After completing this tutorial, you will be able to complete the following:
Explain that mechanical waves are waves that must travel through matter.
Identify some of the main characteristics of waves, such as crest, trough, amplitude, wavelength, and frequency.
Describe how particles move in transverse and longitudinal waves.
Everything You'll Have Covered
Waves are all around us. This Activity Object focuses specifically on mechanical waves, which are waves that must travel through matter. The two types of mechanical waves studied in this AO are transverse waves and longitudinal waves.
Below is a list of vocabulary words, which will be necessary to comprehend in order to fully benefit from this Activity Object.
wave - A wave is a disturbance that travels through matter or space. All waves carry energy. Mechanical waves are produced by a disturbance that causes molecules to vibrate or move back and forth. The energy of the wave is carried through the vibrating material.
matter - Matter is defined as any material substance that has mass, occupies space, and is made up of atoms. This includes air, solids, and liquids.
medium - For the purposes of this Activity Object, medium is defined as the matter through which a wave travels.
particle - A particle is a very tiny piece of matter through which a wave travels.
mechanical wave - A mechanical wave can travel only through matter (air, solid, liquid).
Longitudinal wave - For a wave to be considered a longitudinal wave, the particles within the matter through which the wave is traveling move parallel to the direction of the wave. Sound waves are examples.
parallel - For the purposes of this Activity Object, parallel is defined as moving in the same direction. Specifically in the case of longitudinal waves, particles move forward and back parallel to the direction of the travelling wave.
transverse wave - For a wave to be considered a transverse wave, the particles within the matter or energy (as in electromagnetic waves) move perpendicular to the direction of the wave.

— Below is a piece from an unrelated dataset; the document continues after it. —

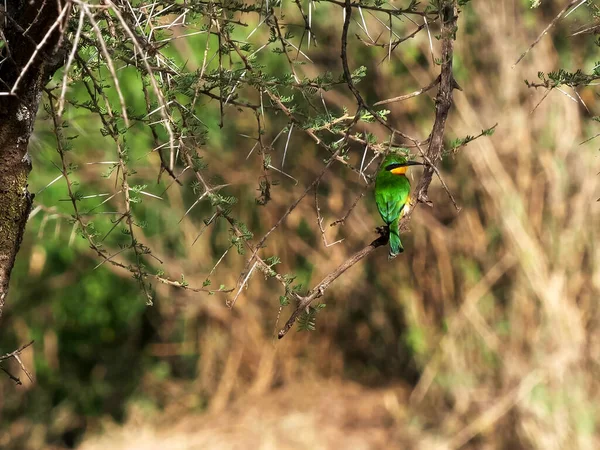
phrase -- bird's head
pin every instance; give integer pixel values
(398, 165)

Some examples are ocean waves and light waves.
perpendicular - For the purposes of this Activity Object, perpendicular is defined as particles moving at 90-degree angles to the direction of the wave. Specifically in the case of transverse waves, where particles being displaced as a wave goes by move up and down along the wave, perpendicular to the direction of the wave.

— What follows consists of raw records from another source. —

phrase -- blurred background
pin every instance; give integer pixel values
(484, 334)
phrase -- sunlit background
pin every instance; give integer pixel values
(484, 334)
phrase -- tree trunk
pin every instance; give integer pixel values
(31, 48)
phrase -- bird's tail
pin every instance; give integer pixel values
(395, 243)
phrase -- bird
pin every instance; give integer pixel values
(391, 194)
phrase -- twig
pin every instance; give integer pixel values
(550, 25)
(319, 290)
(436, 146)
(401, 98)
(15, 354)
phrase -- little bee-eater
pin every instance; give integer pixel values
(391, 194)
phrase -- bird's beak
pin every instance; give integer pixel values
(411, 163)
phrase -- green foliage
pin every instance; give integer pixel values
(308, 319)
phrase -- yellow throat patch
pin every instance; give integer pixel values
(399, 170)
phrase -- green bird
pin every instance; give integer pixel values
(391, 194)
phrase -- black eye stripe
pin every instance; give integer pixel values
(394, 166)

crest - The crest is considered to be any high point on a wave.
trough - The trough is considered to be any low point on a wave.
amplitude - Amplitude is the distance from the middle of the wave to either the crest or the trough.
wavelength - Wavelength is the distance between either two crests or two troughs on a wave.
frequency - Frequency measures the number of waves that pass a certain point during a given amount of time. This is usually measured as waves or cycles per second.
period - Period is the length of time for one wave to pass through a point. Mathematically, period is the reciprocal of the frequency (and vice-versa). To say this another way, the period divided into one results in the frequency.